Ingredients (for 4 servings):
- 2 lbs bone-in, skin-on chicken thighs or drumsticks
- 2 tbsp olive oil
- 1 onion, finely chopped
- 3 cloves garlic, minced
- 1 tsp ground cumin
- 1 tsp ground cinnamon
- 1 tsp ground ginger
- ½ tsp paprika
- ½ tsp turmeric
- ½ tsp salt
- ¼ tsp black pepper
- 1 ½ cups chicken broth
- 1 cup dried apricots, halved
- ¼ cup almonds, toasted
- 1 tbsp honey
- 1 pinch saffron (optional)
- 1 tbsp lemon juice
- ¼ cup fresh cilantro or parsley, chopped
Instructions:
- Heat olive oil in a large tagine or Dutch oven over medium heat.

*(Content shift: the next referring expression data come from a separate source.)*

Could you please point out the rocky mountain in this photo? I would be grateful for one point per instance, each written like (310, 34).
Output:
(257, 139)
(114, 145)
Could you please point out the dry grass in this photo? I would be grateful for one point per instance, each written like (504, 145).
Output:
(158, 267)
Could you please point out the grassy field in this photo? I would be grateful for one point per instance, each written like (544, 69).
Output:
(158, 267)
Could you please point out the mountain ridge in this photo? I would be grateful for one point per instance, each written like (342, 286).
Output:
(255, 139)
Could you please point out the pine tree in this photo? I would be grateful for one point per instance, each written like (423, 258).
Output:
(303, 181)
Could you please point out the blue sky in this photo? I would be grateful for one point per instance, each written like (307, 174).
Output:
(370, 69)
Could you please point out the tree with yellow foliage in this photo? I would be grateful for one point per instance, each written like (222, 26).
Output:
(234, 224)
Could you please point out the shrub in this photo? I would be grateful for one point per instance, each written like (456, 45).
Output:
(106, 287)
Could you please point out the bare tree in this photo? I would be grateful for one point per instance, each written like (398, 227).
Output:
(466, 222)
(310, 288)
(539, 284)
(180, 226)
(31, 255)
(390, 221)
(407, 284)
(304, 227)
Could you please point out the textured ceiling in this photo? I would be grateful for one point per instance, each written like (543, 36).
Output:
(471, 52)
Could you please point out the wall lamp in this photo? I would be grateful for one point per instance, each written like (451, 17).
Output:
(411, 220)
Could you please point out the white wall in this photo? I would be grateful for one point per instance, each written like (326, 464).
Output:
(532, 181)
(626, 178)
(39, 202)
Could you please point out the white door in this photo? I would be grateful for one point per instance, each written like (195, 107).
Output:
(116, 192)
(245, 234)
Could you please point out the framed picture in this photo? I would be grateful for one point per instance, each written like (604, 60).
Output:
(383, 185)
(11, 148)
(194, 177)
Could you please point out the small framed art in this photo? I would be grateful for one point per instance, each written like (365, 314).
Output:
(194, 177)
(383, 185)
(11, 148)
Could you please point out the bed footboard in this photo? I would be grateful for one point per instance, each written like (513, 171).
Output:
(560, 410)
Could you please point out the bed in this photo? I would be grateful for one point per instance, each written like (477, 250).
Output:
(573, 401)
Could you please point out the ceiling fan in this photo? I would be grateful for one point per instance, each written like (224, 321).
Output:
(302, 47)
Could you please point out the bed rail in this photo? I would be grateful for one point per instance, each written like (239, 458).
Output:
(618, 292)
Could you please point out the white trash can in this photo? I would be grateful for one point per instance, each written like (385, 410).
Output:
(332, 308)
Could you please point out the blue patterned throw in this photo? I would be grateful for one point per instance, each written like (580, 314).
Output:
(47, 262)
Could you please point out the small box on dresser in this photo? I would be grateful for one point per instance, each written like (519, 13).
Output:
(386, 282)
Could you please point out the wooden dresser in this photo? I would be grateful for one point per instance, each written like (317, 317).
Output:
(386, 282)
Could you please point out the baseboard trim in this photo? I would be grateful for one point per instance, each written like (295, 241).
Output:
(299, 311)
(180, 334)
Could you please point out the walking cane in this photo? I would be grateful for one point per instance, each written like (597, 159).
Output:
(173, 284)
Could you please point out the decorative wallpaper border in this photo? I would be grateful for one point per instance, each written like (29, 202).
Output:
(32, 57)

Brown the chicken for 3-4 min. per side, then set aside.
- In the same pot, cook the onion and garlic until soft. Stir in cumin, cinnamon, ginger, paprika, turmeric, salt, and pepper, cooking for 1 min. until fragrant.
- Return the chicken to the pot and pour in the chicken broth. Add apricots, saffron, and honey, then cover and simmer for 45-50 min., stirring occasionally, until the chicken is tender.
- Stir in lemon juice and toasted almonds. Garnish with fresh cilantro or parsley.
- Plate the tagine over fluffy couscous or warm flatbread, allowing the sauce to soak into every bite.